Some observers are now calling for a “repatriation holiday” on profits held by foreign subsidiaries as a way to get companies to bring their profits home, in turn creating jobs. Unfortunately, a tax holiday on repatriated funds is a proven failure and would be expensive in both direct and indirect ways.
A repatriation holiday would allow corporations to transfer profits from foreign subsidiaries to the U.S. parent company at a steep tax discount. Currently, corporations can defer U.S. corporate tax on overseas income until profits are transferred back to the parent company. Repatriation would allow a large proportion of foreign profits to be distributed tax free to the U.S., essentially reducing the effective tax rate from 35 percent down to just 5.25 percent. On the surface, it might sound like an effective strategy for incenting U.S. firms to invest profits held abroad in the domestic economy.
But the idea is replete with problems. In many instances, these corporations already have accrued these profits tax-free—using techniques that shift reported income to tax havens like Bermuda or the infamous “Dutch sandwich” used by Google to avoid an enormous amount of tax. Certainly, taxes ought to be paid at some point.
In addition, firms aren’t likely to invest the repatriated funds. Congress passed a repatriation tax holiday in 2004 and required firms to create domestic jobs or make new domestic investments to get the tax break. Nevertheless, the firms on average used the tax break to repurchase shares or pay dividends, not increase investment. The holiday instead turned into a massive tax break for shareholders with little or no resulting economic gain or job market expansion. Why? Corporations simply reported repatriated funds as the source of money for investments or jobs they would have created anyway, and used other funds to increase shareholder wealth.
Today, domestic firms are sitting on near-record levels of liquid assets. The reason they are not investing or creating more jobs is not a shortage of cash. Allowing them to repatriate foreign profits at low tax rates would only heap more cash onto their already huge stockpile.
There are substantial costs associated with a repatriation holiday, too.
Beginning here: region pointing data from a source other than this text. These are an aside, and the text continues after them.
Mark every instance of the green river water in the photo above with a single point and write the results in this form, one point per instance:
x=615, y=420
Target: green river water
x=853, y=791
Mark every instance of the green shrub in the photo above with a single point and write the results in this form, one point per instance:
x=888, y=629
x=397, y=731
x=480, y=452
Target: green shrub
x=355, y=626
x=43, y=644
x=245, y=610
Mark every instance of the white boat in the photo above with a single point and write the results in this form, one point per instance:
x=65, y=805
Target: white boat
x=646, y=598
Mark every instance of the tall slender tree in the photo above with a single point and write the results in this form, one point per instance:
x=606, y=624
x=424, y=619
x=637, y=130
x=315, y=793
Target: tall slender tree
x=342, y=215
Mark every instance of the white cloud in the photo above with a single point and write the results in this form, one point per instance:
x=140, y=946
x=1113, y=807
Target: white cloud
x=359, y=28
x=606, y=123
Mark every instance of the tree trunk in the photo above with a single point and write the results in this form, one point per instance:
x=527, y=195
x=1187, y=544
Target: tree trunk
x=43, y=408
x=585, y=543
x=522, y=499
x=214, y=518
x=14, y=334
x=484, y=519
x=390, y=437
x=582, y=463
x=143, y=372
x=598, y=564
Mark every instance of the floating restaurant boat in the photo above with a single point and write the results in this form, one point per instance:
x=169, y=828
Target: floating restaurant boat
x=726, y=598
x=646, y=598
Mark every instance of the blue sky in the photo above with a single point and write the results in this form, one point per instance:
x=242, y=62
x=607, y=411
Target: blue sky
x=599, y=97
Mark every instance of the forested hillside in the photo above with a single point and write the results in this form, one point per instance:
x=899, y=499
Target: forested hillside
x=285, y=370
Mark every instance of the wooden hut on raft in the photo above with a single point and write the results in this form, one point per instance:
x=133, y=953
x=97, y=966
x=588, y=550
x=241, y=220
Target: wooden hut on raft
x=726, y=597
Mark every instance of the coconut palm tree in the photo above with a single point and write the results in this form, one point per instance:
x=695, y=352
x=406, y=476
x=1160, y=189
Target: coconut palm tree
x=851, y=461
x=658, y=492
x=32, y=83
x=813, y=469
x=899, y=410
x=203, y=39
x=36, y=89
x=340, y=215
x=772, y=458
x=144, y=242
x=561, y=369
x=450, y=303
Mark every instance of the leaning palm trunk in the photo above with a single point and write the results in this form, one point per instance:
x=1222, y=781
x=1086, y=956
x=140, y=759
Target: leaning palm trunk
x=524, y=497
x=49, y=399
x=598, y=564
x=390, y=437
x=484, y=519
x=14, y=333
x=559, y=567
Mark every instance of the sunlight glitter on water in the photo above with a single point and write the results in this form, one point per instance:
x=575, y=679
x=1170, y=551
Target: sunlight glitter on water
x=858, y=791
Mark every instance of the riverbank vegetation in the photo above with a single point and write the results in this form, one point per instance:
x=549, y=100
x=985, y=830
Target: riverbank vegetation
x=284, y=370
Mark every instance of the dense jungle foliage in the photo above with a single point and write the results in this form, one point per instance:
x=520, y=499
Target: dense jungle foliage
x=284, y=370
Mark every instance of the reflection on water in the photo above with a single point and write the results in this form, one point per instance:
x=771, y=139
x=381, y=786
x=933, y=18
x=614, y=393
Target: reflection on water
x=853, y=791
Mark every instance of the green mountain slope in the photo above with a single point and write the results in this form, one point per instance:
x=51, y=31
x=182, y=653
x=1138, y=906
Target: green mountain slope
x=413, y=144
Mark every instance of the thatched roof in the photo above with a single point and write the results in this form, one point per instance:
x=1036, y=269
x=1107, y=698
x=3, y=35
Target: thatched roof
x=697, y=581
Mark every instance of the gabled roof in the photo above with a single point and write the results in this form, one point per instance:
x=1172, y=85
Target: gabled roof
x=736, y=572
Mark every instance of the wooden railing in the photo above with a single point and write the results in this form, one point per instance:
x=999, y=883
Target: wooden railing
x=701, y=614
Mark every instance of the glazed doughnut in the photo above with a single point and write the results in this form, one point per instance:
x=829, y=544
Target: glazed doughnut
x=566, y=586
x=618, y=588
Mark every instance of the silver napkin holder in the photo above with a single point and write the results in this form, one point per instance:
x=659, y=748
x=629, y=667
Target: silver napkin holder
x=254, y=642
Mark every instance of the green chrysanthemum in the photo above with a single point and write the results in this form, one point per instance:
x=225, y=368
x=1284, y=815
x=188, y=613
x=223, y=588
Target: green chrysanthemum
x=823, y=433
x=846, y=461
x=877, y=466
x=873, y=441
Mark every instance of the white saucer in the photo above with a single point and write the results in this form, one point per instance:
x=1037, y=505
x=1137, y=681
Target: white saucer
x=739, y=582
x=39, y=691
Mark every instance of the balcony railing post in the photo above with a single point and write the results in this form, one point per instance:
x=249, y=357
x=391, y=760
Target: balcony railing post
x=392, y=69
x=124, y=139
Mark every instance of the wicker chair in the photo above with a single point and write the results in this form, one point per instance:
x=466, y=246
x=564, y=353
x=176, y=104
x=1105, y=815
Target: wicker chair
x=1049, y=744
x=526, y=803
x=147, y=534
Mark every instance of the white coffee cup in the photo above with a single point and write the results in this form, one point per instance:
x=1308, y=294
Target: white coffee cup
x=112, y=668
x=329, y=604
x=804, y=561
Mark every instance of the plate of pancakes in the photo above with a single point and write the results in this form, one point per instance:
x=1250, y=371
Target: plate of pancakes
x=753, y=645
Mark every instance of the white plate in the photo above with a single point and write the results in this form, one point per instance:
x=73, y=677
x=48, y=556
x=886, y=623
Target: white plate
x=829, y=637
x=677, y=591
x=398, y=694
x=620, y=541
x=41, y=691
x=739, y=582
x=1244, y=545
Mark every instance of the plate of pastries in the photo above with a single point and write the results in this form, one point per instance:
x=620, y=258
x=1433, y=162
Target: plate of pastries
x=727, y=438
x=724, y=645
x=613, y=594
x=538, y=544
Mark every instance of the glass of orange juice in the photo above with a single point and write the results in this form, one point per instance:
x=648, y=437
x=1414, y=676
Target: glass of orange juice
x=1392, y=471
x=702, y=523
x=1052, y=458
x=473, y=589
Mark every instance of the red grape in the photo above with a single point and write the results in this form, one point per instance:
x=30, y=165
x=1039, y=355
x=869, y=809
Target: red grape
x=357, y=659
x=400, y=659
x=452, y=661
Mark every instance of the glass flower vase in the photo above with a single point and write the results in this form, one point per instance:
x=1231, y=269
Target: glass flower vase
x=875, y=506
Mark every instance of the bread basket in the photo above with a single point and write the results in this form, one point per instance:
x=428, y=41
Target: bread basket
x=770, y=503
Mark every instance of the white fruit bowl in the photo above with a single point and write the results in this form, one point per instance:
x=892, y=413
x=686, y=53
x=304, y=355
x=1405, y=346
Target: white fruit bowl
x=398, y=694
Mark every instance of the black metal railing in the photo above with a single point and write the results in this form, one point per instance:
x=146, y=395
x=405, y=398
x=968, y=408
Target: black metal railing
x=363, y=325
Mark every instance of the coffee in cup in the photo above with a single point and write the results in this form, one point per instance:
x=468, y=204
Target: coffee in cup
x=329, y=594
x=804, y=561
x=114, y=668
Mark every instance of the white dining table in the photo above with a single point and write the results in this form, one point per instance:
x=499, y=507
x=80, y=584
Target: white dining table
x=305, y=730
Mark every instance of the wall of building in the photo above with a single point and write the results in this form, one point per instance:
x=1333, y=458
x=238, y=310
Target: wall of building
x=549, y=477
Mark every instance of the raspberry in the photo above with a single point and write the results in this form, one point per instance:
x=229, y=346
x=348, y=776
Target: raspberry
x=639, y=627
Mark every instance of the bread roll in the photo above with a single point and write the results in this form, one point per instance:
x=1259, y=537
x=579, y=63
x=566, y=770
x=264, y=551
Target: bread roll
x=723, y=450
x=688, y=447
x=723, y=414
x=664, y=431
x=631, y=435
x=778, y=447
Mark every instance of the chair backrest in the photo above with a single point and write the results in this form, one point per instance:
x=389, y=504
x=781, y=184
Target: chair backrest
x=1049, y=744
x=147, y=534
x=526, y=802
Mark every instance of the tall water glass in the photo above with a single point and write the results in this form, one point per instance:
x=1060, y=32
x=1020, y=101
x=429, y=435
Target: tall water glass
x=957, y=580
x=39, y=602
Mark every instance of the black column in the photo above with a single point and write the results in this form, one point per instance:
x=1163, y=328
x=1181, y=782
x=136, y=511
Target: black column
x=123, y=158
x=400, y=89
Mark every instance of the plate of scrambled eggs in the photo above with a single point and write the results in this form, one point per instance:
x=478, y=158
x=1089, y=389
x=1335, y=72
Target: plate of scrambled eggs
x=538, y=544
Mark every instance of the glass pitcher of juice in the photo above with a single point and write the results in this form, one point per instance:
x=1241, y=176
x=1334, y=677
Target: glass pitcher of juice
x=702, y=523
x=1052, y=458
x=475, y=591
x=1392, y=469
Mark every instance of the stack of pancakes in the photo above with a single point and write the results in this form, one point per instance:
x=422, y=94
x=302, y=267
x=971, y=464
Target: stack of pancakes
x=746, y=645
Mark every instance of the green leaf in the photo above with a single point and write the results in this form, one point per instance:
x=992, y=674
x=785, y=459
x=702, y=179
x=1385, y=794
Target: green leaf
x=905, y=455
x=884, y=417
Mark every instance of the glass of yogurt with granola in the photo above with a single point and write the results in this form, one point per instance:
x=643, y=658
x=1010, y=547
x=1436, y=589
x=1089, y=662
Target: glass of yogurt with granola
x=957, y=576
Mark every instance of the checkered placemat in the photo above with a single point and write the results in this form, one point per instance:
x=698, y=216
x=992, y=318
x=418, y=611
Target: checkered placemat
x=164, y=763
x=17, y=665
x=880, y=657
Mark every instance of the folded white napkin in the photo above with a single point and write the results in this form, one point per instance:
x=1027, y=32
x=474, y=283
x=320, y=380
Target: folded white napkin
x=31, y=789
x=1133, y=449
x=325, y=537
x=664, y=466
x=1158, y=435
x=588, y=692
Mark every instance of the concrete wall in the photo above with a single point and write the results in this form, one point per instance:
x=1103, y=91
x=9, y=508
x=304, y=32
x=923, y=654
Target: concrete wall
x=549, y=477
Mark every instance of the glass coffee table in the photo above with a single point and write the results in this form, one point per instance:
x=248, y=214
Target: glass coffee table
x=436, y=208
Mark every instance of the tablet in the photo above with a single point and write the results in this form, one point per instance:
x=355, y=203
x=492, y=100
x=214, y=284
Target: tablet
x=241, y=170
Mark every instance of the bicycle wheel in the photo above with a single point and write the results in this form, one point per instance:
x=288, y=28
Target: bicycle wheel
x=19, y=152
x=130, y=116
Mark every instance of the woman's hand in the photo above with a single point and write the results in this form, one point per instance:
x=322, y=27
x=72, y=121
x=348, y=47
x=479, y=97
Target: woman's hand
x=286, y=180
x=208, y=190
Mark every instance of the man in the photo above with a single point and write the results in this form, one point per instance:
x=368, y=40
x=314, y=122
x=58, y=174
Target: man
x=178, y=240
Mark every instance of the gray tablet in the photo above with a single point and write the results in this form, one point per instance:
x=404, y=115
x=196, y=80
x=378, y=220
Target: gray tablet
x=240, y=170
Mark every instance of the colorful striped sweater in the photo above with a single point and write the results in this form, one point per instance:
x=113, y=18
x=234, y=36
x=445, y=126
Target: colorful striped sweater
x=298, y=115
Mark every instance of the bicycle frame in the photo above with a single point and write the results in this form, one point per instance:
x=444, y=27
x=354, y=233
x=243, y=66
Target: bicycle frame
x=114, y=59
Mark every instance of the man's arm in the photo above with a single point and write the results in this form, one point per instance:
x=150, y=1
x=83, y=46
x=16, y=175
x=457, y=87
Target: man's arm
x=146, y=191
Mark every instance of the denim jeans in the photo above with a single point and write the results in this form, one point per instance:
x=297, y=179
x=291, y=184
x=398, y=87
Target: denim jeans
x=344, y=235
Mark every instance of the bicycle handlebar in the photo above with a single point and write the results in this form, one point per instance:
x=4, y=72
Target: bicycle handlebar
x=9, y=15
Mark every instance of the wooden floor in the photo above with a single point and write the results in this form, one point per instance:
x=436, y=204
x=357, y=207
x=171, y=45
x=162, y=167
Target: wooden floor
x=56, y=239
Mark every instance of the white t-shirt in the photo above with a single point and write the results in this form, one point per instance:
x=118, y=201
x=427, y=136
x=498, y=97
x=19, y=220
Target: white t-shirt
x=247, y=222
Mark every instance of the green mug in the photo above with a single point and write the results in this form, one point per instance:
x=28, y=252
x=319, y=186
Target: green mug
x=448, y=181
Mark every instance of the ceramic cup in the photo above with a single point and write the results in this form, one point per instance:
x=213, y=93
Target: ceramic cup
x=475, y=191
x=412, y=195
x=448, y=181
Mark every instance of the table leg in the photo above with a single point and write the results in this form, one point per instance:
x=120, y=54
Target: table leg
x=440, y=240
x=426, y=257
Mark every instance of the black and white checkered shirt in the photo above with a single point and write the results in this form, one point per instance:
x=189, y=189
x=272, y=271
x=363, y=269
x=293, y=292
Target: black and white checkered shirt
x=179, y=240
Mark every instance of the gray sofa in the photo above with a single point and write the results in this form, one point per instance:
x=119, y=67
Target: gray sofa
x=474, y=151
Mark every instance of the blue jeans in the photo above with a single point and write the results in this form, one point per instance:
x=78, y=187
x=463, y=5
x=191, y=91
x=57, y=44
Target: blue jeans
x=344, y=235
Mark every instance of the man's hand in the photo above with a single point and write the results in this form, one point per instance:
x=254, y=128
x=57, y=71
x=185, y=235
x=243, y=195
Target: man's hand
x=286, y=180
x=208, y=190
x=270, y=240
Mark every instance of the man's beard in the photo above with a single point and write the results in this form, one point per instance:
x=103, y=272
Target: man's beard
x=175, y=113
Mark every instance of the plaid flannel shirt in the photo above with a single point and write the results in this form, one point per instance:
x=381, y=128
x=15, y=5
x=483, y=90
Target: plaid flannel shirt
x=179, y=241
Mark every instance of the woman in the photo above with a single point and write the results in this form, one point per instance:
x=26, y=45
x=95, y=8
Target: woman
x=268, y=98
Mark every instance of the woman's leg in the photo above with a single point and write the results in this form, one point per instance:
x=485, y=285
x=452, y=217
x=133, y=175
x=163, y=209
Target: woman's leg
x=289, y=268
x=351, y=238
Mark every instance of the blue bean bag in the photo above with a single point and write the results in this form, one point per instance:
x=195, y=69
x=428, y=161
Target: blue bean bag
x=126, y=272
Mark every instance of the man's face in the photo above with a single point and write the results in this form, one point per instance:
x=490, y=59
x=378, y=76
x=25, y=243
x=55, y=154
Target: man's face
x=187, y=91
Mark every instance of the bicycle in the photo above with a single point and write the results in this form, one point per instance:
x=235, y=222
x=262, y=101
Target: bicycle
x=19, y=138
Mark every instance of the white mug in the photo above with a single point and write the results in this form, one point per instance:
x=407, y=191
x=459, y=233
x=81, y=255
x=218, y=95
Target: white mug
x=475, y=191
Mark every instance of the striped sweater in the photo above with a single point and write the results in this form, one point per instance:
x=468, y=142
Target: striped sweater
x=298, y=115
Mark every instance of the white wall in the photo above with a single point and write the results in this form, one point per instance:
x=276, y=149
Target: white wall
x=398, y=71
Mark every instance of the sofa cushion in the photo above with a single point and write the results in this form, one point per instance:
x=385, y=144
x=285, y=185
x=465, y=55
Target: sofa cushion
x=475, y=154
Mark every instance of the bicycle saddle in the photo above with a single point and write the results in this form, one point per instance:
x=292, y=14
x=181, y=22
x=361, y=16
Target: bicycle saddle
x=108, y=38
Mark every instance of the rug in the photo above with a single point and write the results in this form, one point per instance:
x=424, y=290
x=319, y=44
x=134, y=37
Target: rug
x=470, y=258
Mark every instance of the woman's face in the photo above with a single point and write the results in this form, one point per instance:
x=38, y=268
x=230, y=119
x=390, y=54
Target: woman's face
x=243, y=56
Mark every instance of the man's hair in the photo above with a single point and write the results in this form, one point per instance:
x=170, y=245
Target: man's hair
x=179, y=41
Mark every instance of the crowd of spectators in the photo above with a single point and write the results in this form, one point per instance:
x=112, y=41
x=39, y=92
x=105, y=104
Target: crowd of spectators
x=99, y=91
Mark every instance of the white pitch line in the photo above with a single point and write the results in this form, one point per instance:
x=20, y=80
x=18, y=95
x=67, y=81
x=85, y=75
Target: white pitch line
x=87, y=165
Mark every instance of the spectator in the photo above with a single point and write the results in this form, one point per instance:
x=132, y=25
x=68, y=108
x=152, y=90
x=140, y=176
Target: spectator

First, allowing repatriation today means less taxable corporate profits in the future, which translates into less government revenue. Second, and perhaps even more costly than the lost revenue, is the dangerous precedent that firms will increasingly expect regular repatriation holidays. This expectation will induce firms to hoard profits overseas and perhaps move production abroad, betting that Congress will eventually grant them another “one-time” tax break.
For years, companies that invest overseas have claimed that this practice bolsters U.S. jobs. Now they argue that sending the money back to the U.S. would spur economic expansion. They should make up their minds.
U.S. policymakers shouldn’t become the “Charlie Brown” of the tax world, repeatedly getting tricked into trying to kick a football that just isn’t there. We do need to stimulate a wavering economy and reform our tax system, but periodic tax holidays on repatriated funds are not the way to achieve either goal.